21 Sep 2011
This content is tagged as Theatre .
Circa Theatre in Wellington is reaching a new audience with its first audio-described performance of Roger Hall’s hit comedy Four Flat Whites in Italy on 5 October – a performance that’s been welcomed by blind and vision impaired people.
Ann Bain, branch chair of the Association of Blind Citizens of New Zealand, says she is delighted to have another opportunity to attend a live theatre performance, after experiencing Toi Whakaari’s audio-described performance of The Pohutukawa Tree last year. “As a blind person, I can hear the dialogue but there are a lot of things I miss out on – things like the stage set, the movements and gestures of the actors, the costumes and the lighting effects,” she says.
Ray Henwood, Circa Council Co-ordinator, says that making the theatre’s productions accessible to a wider audience is a priority.
“We are very excited to be presenting our first-ever audio-described performance,” he says. “Roger Hall is one of New Zealand’s favourite playwrights and Four Flat Whites in Italy has been incredibly popular with audiences all around the country.
“We hope this performance will be the first in an ongoing programme of audio-described performances at Circa.”
This audio-described performance is open to the general public. One hundred headsets will be available to blind and vision impaired patrons, and Ray says the audio description will not have any impact on the rest of the audience.
Audio description is a commentary for blind and vision-impaired patrons about what is happening on stage in between the dialogue. An audio describer talks into an AM microphone and transmitter to provide the commentary. This is transmitted to AM wireless receivers and headsets worn by the audience members.
Sarah Adams, one of the few audio describers in the country, is organising the audio description for Circa Theatre. A Toi Whakaari graduate, Sarah was responsible for last year’s successful audio-described performance of The Pohutukawa Tree at Toi Whakaari.
“The Pohutukawa Tree was performed to a full house of 80 blind or vision impaired patrons and their response was overwhelming,” Sarah says. “It’s fantastic to be able to provide another chance for vision impaired people to enjoy the full experience of live theatre.”
Circa Theatre is a member of the Arts For All Wellington Network, set up in 2010 by Arts Access Aotearoa in partnership with Wellington City Council. This network, made up of representatives from the disability sector, arts organisations and venues, meets throughout the year to gain insights, seek advice, and share information and resources.

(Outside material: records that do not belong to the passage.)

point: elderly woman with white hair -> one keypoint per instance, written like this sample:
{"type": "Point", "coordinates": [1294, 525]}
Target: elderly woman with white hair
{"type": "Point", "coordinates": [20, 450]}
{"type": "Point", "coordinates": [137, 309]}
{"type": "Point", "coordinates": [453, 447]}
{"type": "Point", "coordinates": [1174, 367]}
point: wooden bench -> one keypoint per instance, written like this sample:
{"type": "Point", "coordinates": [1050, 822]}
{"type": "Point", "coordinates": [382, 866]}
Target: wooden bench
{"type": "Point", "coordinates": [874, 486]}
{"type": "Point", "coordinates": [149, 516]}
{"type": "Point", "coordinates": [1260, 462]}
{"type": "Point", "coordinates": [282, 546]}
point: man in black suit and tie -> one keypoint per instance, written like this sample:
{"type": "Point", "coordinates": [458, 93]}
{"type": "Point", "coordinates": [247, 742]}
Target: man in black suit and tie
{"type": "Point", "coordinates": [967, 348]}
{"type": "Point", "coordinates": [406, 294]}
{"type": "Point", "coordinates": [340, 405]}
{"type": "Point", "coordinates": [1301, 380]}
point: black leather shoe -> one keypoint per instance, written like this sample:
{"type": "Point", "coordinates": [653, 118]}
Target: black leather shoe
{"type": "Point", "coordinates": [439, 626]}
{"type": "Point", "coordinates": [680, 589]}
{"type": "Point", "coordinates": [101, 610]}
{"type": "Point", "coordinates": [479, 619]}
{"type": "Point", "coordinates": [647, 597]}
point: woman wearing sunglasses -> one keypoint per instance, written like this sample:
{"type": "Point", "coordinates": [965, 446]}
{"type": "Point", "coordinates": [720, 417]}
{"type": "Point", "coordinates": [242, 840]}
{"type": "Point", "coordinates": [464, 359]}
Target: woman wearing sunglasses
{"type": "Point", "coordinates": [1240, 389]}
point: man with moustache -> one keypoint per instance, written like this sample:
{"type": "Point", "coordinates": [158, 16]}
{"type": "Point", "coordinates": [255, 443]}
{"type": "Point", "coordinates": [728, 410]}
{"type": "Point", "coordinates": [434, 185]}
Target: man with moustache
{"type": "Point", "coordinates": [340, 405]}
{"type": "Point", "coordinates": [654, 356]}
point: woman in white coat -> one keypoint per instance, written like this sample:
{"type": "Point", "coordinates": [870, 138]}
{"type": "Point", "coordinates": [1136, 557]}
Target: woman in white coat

“We’re absolutely delighted that Circa is taking this step in opening its doors to a blind and vision impaired audience,” Richard Benge, Executive Director, Arts Access Aotearoa, says. “We look forward to working with them on this and other initiatives that enhance access to live theatre for disabled and Deaf audiences.”
Circa Theatre’s audio-described performance of Roger Hall’s Four Flat Whites in Italy starts at 2pm on Wednesday 5 October. A touch tour of the set starts at 1.15pm.